The Lewis Johs commercial trial team of Bryan Lewis and Tara Darling obtained a directed verdict following a week-long trial before Hon. Elizabeth H. Emerson, J.S.C. in the Commercial Division of the Supreme Court of Suffolk County.
The firm’s client, an international real estate brokerage (“Company”), had just acquired several offices in the Hamptons when it was approached by the plaintiff, an up and coming local real estate agent who was eager to get in on the ground floor of the Company’s expansion into the Hamptons market. The Company offered the agent an incentive-laden version of its standard independent contractor agreement in an effort to encourage his aspirations and desire to “grow the brand” in the Hamptons market, and left the door open to increasing plaintiff’s role with the Company by including an “agreement to try to agree” to a more expanded relationship with a profit sharing component if things worked out.

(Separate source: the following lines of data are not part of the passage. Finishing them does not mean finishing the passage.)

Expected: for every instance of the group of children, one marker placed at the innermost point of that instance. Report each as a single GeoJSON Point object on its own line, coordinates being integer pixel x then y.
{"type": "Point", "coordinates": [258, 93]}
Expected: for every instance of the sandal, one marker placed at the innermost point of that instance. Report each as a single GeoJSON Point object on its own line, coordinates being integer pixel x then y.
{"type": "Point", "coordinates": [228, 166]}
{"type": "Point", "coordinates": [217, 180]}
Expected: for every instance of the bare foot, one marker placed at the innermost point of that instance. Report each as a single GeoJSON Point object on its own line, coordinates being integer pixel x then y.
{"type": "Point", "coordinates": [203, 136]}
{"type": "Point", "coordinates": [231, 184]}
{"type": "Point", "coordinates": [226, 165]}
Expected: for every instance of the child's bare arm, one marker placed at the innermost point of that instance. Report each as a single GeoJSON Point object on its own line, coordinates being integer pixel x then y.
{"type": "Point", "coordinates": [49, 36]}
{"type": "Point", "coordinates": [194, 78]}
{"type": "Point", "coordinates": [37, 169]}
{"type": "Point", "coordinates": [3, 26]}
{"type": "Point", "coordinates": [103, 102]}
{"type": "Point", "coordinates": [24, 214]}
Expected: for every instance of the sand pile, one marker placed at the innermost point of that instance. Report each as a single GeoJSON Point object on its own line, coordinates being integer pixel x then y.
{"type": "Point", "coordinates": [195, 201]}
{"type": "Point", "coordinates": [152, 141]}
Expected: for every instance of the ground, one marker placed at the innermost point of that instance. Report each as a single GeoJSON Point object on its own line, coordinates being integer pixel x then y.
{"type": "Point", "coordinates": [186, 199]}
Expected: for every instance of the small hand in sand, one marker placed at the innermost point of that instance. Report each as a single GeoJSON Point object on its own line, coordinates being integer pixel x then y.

They didn’t. Though the parties initially explored a number of profit-sharing ideas, and even considered the possibility of plaintiff earning an equity stake in a small portion of the Company’s Hampton operations over time, it very quickly became apparent that the relationship would not work in the long term. Just months after joining, the Company was forced to relieve plaintiff of his administrative responsibilities after receiving a number of complaints from other agents and administrative staff in the office and other clashes with Company management. Nonetheless, the Company offered to keep plaintiff on as an agent under the existing incentive-laden agreement.
Plaintiff not only declined, but quit the Company, opened a competing brokerage, and sued the Company. In his suit, plaintiff claimed that the parties’ “agreement to try to agree,” though never consummated, nonetheless made him a de facto partner in the entirety of the Company’s Hamptons business. As a result, plaintiff sought unspecified “millions of dollars” in purported unpaid profits under his partnership and profit sharing theories.
The Court rejected plaintiff’s claim of de facto partnership, and awarded a directed verdict, following Lewis Johs’ cross-examination of the plaintiff. During questioning by Mr. Lewis, plaintiff admitted that he never agreed to share in the alleged partnership’s losses; never received an IRS schedule K-1 or an IRS form 1099; never owned or assisted in the purchase of any of the alleged partnership’s assets; never made a capital contribution or loan to the alleged partnership; never agreed to become jointly liable to creditors; and never shared management and control of the alleged partnership. The Court also noted that there was insufficient evidence of the parties’ intent to form a partnership, and that Real Property Law § 441-b did not permit a licensed real estate salesperson to hold an ownership interest in a licensed real estate brokerage when he was not a broker himself.
A conclusive and hard-fought victory for Lewis Johs’ client.